# [b]lipo's Will Save Tracks Money[/b]



## ICEMAN96 (Nov 17, 2005)

You Will Not Have All The Solder Irons [major Electric] And Not As Much Battery Charging.


----------



## swtour (Oct 8, 2001)

..I think the amount of money saved by the tracks would be minimal by going LIPO. But, it could add up greatly by the end of the year...if someone were to track it properly. (Just NO soldering irons burning ALL day long...could be quite a bit I'd guess)

Some have said going BRUSHLESS/LIPO will Cost SHOPS money in lost sales too...

My take on that is "People with MONEY to spend...will SPEND money" So if a guy saves money by NOT having to buy brushes..and batteries....he'll SPEND it on NEW Tires, Bodies, Bearings...and FOOD. Hopefully in the long run the SHOP will actually PROFIT more, by selling a higher profit margin selection of products. (I'm sure they can get more % markup on a set of bearings..than a Battery Pack or Motor..and the BEARINGS don't really go obsolete sitting on the shelf the way a Battery or Motor does.)


----------



## trailranger (Feb 9, 2006)

As for sodering Irons being left on...well my iron runs off my 1000W inverter and that is hooked to my car battery.
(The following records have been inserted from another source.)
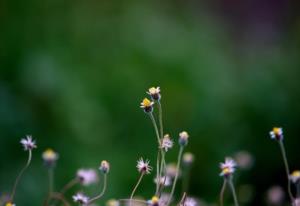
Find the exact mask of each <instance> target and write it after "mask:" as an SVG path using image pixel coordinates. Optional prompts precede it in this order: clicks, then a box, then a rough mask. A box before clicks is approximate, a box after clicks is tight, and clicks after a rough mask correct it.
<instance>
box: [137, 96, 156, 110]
mask: <svg viewBox="0 0 300 206" xmlns="http://www.w3.org/2000/svg"><path fill="white" fill-rule="evenodd" d="M153 105H154V102H152V101H150V100H149V99H148V98H144V99H143V101H142V102H141V106H140V107H141V108H142V109H144V112H146V113H151V112H152V111H153Z"/></svg>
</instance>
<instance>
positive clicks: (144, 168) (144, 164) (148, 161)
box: [136, 158, 152, 174]
mask: <svg viewBox="0 0 300 206" xmlns="http://www.w3.org/2000/svg"><path fill="white" fill-rule="evenodd" d="M149 163H150V161H149V160H146V161H144V160H143V158H141V159H139V160H138V161H137V166H136V167H137V169H138V171H139V172H141V173H145V174H150V172H151V170H152V167H151V166H150V165H149Z"/></svg>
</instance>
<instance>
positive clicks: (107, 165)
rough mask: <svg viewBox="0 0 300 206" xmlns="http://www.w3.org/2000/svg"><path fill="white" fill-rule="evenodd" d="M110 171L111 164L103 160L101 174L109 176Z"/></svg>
mask: <svg viewBox="0 0 300 206" xmlns="http://www.w3.org/2000/svg"><path fill="white" fill-rule="evenodd" d="M109 169H110V166H109V163H108V162H107V161H106V160H103V161H102V162H101V165H100V167H99V170H100V171H101V172H103V173H104V174H107V173H108V172H109Z"/></svg>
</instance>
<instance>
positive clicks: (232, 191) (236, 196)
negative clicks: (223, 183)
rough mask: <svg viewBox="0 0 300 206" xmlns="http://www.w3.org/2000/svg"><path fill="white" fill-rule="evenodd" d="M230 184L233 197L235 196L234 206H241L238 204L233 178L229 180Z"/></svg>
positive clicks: (237, 199)
mask: <svg viewBox="0 0 300 206" xmlns="http://www.w3.org/2000/svg"><path fill="white" fill-rule="evenodd" d="M228 184H229V187H230V189H231V192H232V196H233V200H234V205H235V206H239V202H238V199H237V196H236V192H235V189H234V185H233V182H232V178H231V177H230V179H229V180H228Z"/></svg>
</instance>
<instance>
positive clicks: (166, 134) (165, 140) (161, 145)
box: [161, 134, 173, 152]
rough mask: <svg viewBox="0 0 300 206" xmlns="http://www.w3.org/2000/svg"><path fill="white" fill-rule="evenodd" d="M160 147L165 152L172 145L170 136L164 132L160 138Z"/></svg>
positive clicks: (172, 142)
mask: <svg viewBox="0 0 300 206" xmlns="http://www.w3.org/2000/svg"><path fill="white" fill-rule="evenodd" d="M161 147H162V148H163V149H164V151H165V152H167V151H168V150H169V149H171V148H172V147H173V141H172V140H171V138H170V135H169V134H166V135H165V136H164V138H163V139H162V143H161Z"/></svg>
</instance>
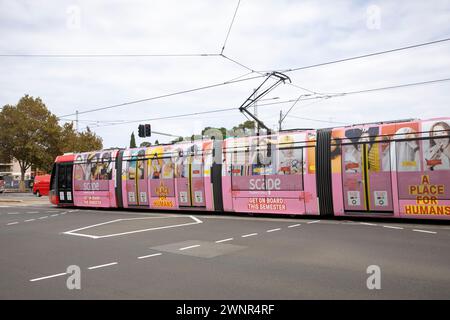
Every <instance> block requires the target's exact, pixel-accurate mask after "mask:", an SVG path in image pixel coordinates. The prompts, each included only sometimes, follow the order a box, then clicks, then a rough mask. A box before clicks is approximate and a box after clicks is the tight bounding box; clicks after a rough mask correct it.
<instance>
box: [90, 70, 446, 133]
mask: <svg viewBox="0 0 450 320" xmlns="http://www.w3.org/2000/svg"><path fill="white" fill-rule="evenodd" d="M446 81H450V78H444V79H437V80H429V81H422V82H414V83H406V84H400V85H395V86H386V87H379V88H371V89H365V90H356V91H348V92H342V93H335V94H330V95H327V96H313V97H306V98H303V99H299V98H296V99H290V100H285V101H278V102H268V103H261V104H258V107H262V106H271V105H278V104H286V103H292V102H296V101H306V100H316V99H330V98H336V97H344V96H349V95H352V94H361V93H370V92H375V91H382V90H392V89H400V88H406V87H412V86H420V85H427V84H435V83H439V82H446ZM227 111H236V108H223V109H215V110H210V111H199V112H192V113H185V114H179V115H172V116H165V117H156V118H150V119H139V120H130V121H124V122H122V123H114V124H107V125H103V126H98V127H107V126H114V125H122V124H130V123H138V122H143V121H157V120H168V119H176V118H182V117H187V116H195V115H203V114H210V113H219V112H227ZM98 127H97V128H98Z"/></svg>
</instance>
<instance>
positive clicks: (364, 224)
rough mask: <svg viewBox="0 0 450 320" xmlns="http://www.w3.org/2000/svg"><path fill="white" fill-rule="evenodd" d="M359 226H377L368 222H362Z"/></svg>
mask: <svg viewBox="0 0 450 320" xmlns="http://www.w3.org/2000/svg"><path fill="white" fill-rule="evenodd" d="M359 224H362V225H364V226H376V224H375V223H368V222H360V223H359Z"/></svg>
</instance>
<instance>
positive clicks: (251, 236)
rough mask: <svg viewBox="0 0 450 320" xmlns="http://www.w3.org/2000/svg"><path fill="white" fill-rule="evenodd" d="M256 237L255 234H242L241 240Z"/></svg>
mask: <svg viewBox="0 0 450 320" xmlns="http://www.w3.org/2000/svg"><path fill="white" fill-rule="evenodd" d="M256 235H258V234H257V233H249V234H244V235H243V236H241V237H242V238H248V237H253V236H256Z"/></svg>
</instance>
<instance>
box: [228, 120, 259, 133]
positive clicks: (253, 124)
mask: <svg viewBox="0 0 450 320" xmlns="http://www.w3.org/2000/svg"><path fill="white" fill-rule="evenodd" d="M239 129H242V130H244V132H246V131H247V130H255V121H253V120H247V121H245V122H243V123H241V124H239V125H238V126H237V127H233V131H235V130H239Z"/></svg>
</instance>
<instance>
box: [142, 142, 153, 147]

I always turn it off after use!!! Its an Hakko 936 and has about 15 second warm up. Just flick it on ask I am sitting down and by time i have the tape or battery bar off the iron is hot to go.


----------



## swtour (Oct 8, 2001)

trailranger said:


> Its an Hakko 936 and has about 15 second warm up.


How does that work out? I've bought 3 different irons and non of them would run off my inverter. (I only had a 400 watt inverter, but the IRONS were only 40 watt, so I figured they would work)


----------



## ToddFalkowski (Aug 31, 2006)

ICEMAN96 said:


> You Will Not Have All The Solder Irons [major Electric] And Not As Much Battery Charging.


Racers will still use irons, maybe not as much. Charging will still happen, but not as much. 

If this is the best way to endorse LiPo batteries being used in racing, I'll just sit back and laugh.


----------



## RACER185 (Aug 20, 1998)

Perhaps with all the time saved charging and discharging batteries some of us racers will find time to run an additional class which means car sales and additional track fees. I think Lipo will work out just fine.


"Go Fast Turn Left"


----------